Ma poi sono da segnalare anche ruoli da gregario (ma non secondo piano) in Romanzo di
una strage o Perfetti sconosciuti; certo ci sarebbe ancora tanto altro da citare, poiché è da
più di vent’anni che il roscio ronza intorno ai set.
Parliamo di un lucidissimo esponente della creew filmica capitolina, che riesce a dare ogni
anno una boccata di ossigeno all’altalenante cinema nostrano. Nelle rughe di espressione
di Mastandrea, si cela un universo di puri sentimenti amaramente ironici, ma altresì
umoristicamente dolenti. Maschera di borgata talvolta, faccendiero della Roma bene in
determinate occasioni: il suo stile da decadentismo francese (o realismo superiore del
Russia delle “Notti bianche”) è inconfondibile: un po’ Verdone, un po’ Mastroianni.
Il talento non manca, ma i rodimenti interiori nemmeno: a volte la paura di sbagliare gli ha
fatto perdere qualche treno “eurostar”, ma nemmeno caratterialmente scherza: un giorno
fece perdere le staffe a Spike Lee, not bad!
Però è uno dei nostri migliori alfieri della quinta arte tricolore, curriculum canta, gavetta
suona. Precisamente un esempio positivo per le nuove generazioni che sognano
attraverso la solita pellicola sgranata: iper-critico col suo io, molto umile nella riflessione
sul passato e sul futuro, decisamente onesto
Poi, durante la serata brillantata della premiazione sul palco del Cinema Massimo, ha
indossato il grido imperioso (ma sordo) di un popolo stanco: NO TAP!
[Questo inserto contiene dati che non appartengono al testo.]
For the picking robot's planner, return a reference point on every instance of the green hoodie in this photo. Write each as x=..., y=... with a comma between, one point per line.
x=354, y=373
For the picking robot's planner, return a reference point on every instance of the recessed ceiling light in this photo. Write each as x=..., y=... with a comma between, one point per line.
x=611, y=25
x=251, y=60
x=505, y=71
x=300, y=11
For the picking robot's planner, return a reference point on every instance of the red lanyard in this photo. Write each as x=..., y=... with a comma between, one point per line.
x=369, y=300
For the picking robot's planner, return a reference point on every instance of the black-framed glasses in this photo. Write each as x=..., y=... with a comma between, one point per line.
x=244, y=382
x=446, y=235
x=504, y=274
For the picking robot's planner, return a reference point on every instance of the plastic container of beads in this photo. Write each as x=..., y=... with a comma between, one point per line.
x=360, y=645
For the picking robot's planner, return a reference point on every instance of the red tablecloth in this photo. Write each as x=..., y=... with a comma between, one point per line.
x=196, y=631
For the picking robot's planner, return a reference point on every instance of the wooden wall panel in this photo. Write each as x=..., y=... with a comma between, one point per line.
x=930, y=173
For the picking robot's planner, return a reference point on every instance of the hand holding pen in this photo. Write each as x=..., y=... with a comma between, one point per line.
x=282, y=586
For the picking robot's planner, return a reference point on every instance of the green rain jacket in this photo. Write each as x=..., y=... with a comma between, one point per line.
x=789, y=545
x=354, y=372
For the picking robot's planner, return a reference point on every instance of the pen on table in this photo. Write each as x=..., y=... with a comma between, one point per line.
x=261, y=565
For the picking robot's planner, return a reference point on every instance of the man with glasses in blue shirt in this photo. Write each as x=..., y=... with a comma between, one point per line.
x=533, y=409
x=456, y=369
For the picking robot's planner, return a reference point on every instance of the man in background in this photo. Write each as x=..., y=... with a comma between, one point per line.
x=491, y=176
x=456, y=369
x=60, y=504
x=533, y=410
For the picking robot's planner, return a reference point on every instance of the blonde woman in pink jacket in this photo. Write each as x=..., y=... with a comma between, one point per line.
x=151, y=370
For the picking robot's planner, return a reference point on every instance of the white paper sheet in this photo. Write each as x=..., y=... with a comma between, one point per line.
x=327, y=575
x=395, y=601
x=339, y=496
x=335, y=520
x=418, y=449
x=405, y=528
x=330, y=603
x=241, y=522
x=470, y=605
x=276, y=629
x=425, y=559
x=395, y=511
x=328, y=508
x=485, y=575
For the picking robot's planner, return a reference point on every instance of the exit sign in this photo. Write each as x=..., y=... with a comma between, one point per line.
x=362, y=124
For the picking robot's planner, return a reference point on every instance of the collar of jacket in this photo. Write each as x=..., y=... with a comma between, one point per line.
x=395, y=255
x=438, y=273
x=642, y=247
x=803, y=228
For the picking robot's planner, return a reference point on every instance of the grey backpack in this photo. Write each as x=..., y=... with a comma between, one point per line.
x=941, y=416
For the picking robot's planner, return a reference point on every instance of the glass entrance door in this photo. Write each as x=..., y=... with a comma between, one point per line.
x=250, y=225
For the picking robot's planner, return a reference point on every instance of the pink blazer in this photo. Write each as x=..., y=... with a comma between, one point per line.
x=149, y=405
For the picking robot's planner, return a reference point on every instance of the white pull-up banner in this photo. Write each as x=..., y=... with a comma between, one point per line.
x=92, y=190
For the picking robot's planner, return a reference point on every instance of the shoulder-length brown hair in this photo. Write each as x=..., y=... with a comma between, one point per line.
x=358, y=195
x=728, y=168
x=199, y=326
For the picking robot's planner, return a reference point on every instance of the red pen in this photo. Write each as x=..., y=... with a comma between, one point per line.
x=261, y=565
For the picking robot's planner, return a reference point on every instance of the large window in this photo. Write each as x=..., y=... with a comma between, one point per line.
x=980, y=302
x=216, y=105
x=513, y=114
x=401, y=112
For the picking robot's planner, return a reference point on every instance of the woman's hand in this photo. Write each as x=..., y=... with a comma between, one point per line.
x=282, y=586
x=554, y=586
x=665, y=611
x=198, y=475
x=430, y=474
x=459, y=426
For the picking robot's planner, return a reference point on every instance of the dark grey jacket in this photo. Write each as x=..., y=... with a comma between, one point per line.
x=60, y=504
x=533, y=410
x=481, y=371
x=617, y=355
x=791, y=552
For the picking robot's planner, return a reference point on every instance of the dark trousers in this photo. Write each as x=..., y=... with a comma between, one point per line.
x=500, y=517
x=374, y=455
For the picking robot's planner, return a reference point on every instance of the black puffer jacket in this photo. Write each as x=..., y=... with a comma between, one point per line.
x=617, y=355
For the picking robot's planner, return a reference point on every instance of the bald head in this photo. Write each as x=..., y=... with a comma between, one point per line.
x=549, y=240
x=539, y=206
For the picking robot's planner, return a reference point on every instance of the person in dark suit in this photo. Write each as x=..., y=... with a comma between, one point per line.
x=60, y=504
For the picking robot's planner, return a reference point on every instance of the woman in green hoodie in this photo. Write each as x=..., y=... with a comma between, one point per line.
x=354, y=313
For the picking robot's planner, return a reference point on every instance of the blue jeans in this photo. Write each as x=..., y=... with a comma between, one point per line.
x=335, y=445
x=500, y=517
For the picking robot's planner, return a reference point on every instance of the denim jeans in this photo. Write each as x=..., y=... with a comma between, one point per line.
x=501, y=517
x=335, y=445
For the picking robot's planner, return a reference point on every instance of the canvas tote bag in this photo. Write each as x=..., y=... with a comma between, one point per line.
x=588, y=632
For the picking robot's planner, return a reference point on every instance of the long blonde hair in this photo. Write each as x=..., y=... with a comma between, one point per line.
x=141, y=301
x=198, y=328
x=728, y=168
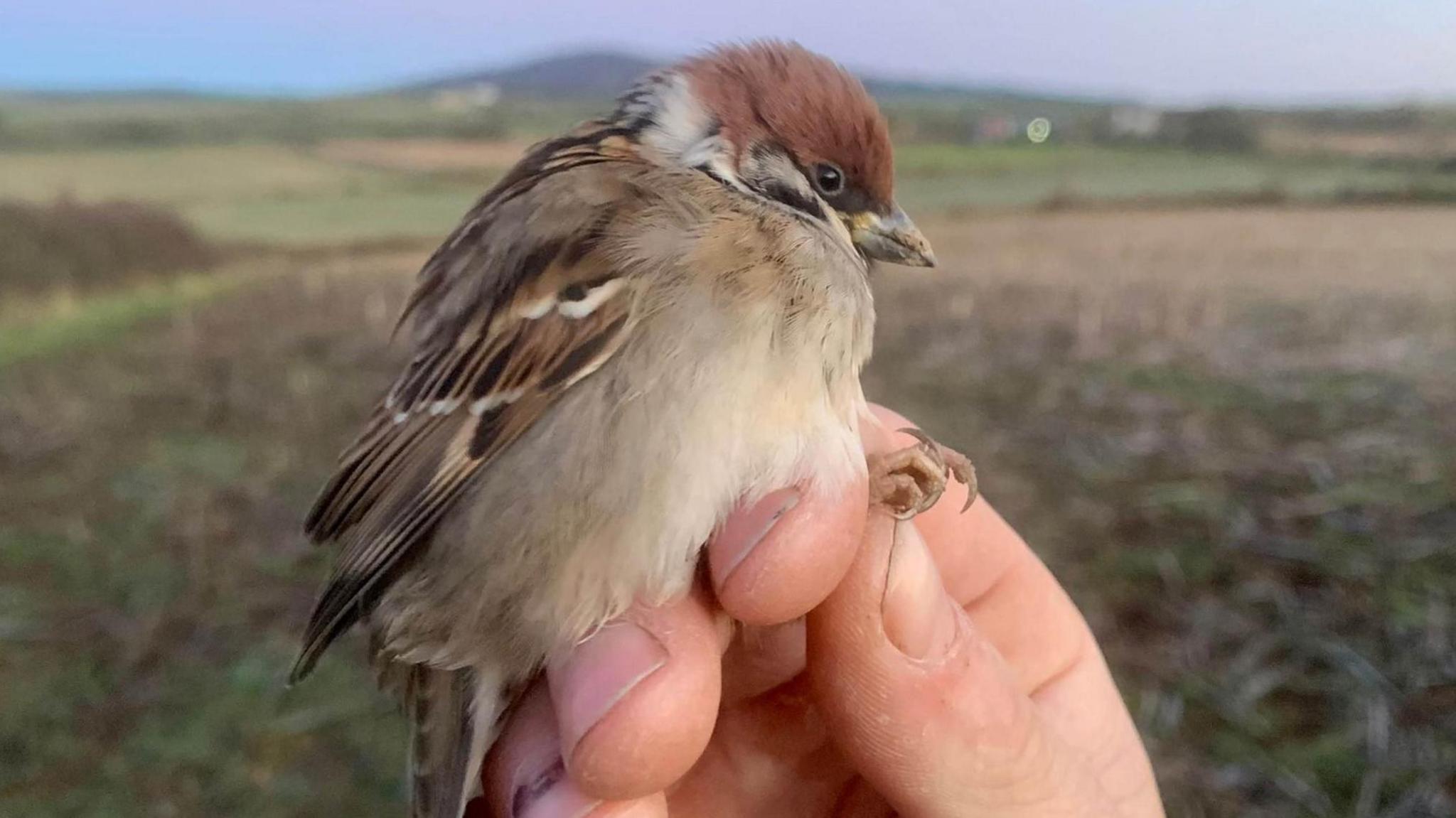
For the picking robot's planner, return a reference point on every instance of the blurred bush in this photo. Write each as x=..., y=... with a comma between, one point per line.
x=75, y=247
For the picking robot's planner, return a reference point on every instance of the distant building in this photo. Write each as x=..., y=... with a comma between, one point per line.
x=1136, y=123
x=996, y=129
x=475, y=97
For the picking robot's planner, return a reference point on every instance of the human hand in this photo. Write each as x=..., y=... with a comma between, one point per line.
x=939, y=670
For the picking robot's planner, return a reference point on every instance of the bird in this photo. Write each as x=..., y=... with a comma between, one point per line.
x=651, y=319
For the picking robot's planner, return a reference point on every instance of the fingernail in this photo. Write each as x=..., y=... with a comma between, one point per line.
x=744, y=530
x=551, y=795
x=919, y=616
x=599, y=673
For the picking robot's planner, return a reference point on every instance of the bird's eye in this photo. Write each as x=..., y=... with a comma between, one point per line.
x=829, y=179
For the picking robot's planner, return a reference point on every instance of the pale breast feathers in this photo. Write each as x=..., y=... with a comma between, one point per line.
x=519, y=305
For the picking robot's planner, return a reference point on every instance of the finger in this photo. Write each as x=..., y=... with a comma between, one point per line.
x=779, y=556
x=637, y=701
x=1028, y=619
x=762, y=658
x=922, y=705
x=525, y=776
x=1017, y=604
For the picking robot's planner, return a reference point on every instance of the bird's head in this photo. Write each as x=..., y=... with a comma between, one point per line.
x=781, y=123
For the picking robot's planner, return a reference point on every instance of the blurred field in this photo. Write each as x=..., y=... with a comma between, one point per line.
x=369, y=188
x=1228, y=430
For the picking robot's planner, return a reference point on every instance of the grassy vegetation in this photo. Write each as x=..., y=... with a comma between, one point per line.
x=328, y=193
x=70, y=247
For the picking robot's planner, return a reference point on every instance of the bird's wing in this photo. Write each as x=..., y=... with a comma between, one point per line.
x=520, y=303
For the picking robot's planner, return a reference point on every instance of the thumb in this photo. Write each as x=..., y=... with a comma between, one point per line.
x=922, y=705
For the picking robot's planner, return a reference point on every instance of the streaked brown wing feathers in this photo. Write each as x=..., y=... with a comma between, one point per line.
x=481, y=379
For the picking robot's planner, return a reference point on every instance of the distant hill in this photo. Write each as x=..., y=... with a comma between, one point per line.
x=587, y=75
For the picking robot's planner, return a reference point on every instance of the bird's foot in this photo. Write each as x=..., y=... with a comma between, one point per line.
x=911, y=480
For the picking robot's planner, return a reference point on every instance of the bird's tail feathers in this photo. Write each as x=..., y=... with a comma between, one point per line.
x=453, y=718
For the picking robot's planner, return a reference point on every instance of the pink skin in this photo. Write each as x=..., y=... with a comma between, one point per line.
x=928, y=669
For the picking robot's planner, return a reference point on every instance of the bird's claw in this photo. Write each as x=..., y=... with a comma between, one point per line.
x=912, y=479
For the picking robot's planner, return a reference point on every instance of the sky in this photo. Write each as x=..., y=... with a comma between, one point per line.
x=1168, y=51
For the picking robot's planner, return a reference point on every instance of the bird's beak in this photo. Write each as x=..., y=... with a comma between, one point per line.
x=890, y=237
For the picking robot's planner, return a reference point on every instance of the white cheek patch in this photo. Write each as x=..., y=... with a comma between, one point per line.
x=589, y=303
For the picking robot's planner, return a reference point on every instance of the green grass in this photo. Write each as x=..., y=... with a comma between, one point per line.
x=293, y=194
x=72, y=323
x=997, y=176
x=251, y=193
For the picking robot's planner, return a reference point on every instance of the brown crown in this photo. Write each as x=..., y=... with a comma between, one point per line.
x=807, y=102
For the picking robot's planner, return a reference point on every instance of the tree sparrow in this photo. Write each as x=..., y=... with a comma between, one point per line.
x=648, y=321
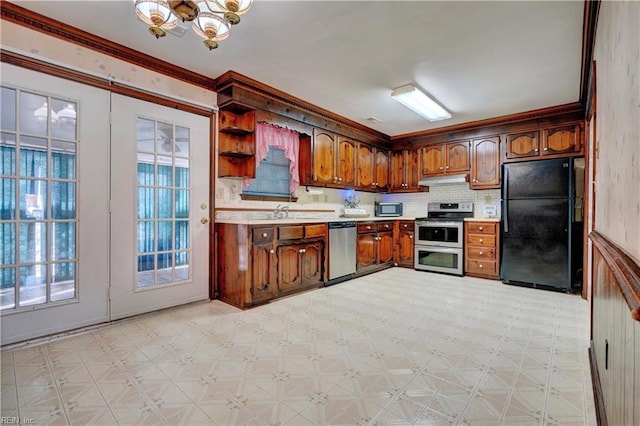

Il Salento insorge, anche se il nemico continua ad ignorarlo, e lo munge. Il Salento non
morirà, perlomeno non interamente, anche per il semplice fatto che la cancrena del Tacco
porterebbe poi a quella dell’intero Stivale, e poi dell’intera Europa e poi del mondo nel suo
complesso. Ammazza, penserete voi lettori, Ebbene sì, il globo è un mosso da
meccanismi referenziali e subordinati. Perciò tranquilli, quando cade un ulivo, cari fratelli
salentini, sappiate che per quanto silenziato, il suo rombo estenderà un’eco sapiente a
migliaia di kilometri di distanza. Il dolore periglioso non cade mai nel vuoto.
Intanto bravo Mastandrea, per queste serate di grandi schermi potrai sederti (idealmente)
su una cruenta panca di legno dorato: quella che da Lecce a Melendugno è bagnata da
lacrime, lacrime e lacrime di storia millenaria.